2.4 Lemmatization
The post explains the Lemmatization
In contrast to stemming, lemmatization looks beyond word reduction, and considers a language's full vocabulary to apply a morphological analysis to words. The lemma of 'was' is 'be' and the lemma of 'mice' is 'mouse'. Further, the lemma of 'meeting' might be 'meet' or 'meeting' depending on its use in a sentence.
import spacy
nlp = spacy.load('en_core_web_sm')
doc1 = nlp(u"I am a runner running in a race because I love to run since I ran today")
for token in doc1:
print(f'{token.text:<{10}}{token.pos_:<{10}}{token.lemma:<{25}}{token.lemma_:<{10}}')
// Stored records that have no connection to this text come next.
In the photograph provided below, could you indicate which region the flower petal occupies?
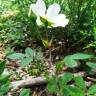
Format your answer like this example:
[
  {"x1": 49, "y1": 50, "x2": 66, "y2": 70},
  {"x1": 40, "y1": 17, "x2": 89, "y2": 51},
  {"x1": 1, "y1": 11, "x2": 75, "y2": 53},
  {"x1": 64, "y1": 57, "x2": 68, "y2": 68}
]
[
  {"x1": 36, "y1": 0, "x2": 46, "y2": 16},
  {"x1": 47, "y1": 3, "x2": 60, "y2": 19},
  {"x1": 36, "y1": 16, "x2": 43, "y2": 26},
  {"x1": 52, "y1": 14, "x2": 69, "y2": 27},
  {"x1": 29, "y1": 4, "x2": 39, "y2": 16}
]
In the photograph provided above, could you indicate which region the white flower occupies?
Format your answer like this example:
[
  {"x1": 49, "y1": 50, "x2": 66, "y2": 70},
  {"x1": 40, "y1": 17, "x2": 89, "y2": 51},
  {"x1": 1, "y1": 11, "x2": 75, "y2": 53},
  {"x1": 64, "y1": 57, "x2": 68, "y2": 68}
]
[{"x1": 29, "y1": 0, "x2": 69, "y2": 27}]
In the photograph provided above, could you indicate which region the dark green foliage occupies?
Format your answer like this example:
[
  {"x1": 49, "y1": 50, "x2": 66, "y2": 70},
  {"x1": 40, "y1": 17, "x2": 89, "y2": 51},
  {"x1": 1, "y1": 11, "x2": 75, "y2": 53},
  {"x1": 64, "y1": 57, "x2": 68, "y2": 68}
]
[{"x1": 19, "y1": 89, "x2": 30, "y2": 96}]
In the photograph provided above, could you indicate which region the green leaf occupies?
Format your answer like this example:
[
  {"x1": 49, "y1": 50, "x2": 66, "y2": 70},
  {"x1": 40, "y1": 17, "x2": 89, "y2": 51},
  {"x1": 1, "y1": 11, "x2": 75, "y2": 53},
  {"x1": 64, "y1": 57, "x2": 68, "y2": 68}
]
[
  {"x1": 25, "y1": 48, "x2": 34, "y2": 57},
  {"x1": 71, "y1": 53, "x2": 93, "y2": 60},
  {"x1": 7, "y1": 53, "x2": 25, "y2": 60},
  {"x1": 59, "y1": 73, "x2": 73, "y2": 86},
  {"x1": 86, "y1": 62, "x2": 96, "y2": 69},
  {"x1": 20, "y1": 57, "x2": 33, "y2": 67},
  {"x1": 0, "y1": 61, "x2": 6, "y2": 75},
  {"x1": 0, "y1": 83, "x2": 10, "y2": 96},
  {"x1": 42, "y1": 40, "x2": 49, "y2": 48},
  {"x1": 0, "y1": 75, "x2": 9, "y2": 83},
  {"x1": 66, "y1": 86, "x2": 85, "y2": 96},
  {"x1": 88, "y1": 85, "x2": 96, "y2": 95},
  {"x1": 19, "y1": 89, "x2": 30, "y2": 96},
  {"x1": 64, "y1": 53, "x2": 93, "y2": 68},
  {"x1": 74, "y1": 76, "x2": 86, "y2": 90},
  {"x1": 64, "y1": 55, "x2": 78, "y2": 68},
  {"x1": 56, "y1": 61, "x2": 64, "y2": 72},
  {"x1": 47, "y1": 77, "x2": 58, "y2": 94}
]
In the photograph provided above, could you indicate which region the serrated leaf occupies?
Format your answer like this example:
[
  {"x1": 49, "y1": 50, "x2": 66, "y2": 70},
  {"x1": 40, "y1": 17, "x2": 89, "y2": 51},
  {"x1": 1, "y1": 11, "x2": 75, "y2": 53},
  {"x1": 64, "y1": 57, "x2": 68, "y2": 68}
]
[
  {"x1": 64, "y1": 55, "x2": 78, "y2": 68},
  {"x1": 19, "y1": 89, "x2": 30, "y2": 96},
  {"x1": 7, "y1": 53, "x2": 25, "y2": 60},
  {"x1": 0, "y1": 61, "x2": 6, "y2": 75},
  {"x1": 74, "y1": 76, "x2": 86, "y2": 90},
  {"x1": 20, "y1": 57, "x2": 33, "y2": 67},
  {"x1": 86, "y1": 62, "x2": 96, "y2": 69},
  {"x1": 59, "y1": 73, "x2": 73, "y2": 86},
  {"x1": 88, "y1": 85, "x2": 96, "y2": 95},
  {"x1": 25, "y1": 48, "x2": 34, "y2": 57}
]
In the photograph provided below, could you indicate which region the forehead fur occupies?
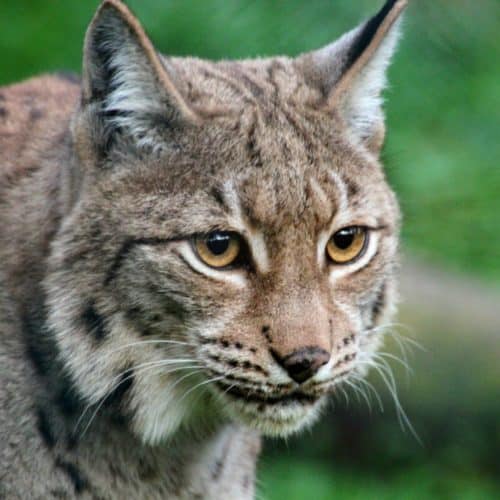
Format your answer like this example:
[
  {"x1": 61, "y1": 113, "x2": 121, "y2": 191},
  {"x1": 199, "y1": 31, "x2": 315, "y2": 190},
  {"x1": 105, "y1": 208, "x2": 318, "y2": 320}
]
[{"x1": 97, "y1": 57, "x2": 387, "y2": 229}]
In this case we see that running, run and ran have the same lemma (12767647472892411841)
def show_lemmas(text):
for token in text:
print(f'{token.text:{12}} {token.pos_:{6}} {token.lemma:<{22}} {token.lemma_}')
doc2 = nlp(u"I saw eighteen mice today!")
show_lemmas(doc2)
doc3 = nlp(u"I am meeting him tomorrow at the meeting.")
show_lemmas(doc3)
Here we see how meeting is correctly tagged as a noun and a verb
doc4 = nlp(u"That's an enormous automobile")
show_lemmas(doc4)
Note that lemmatization does *not* reduce words to their most basic synonym - that is, `enormous` doesn't become `big` and `automobile` doesn't become `car`.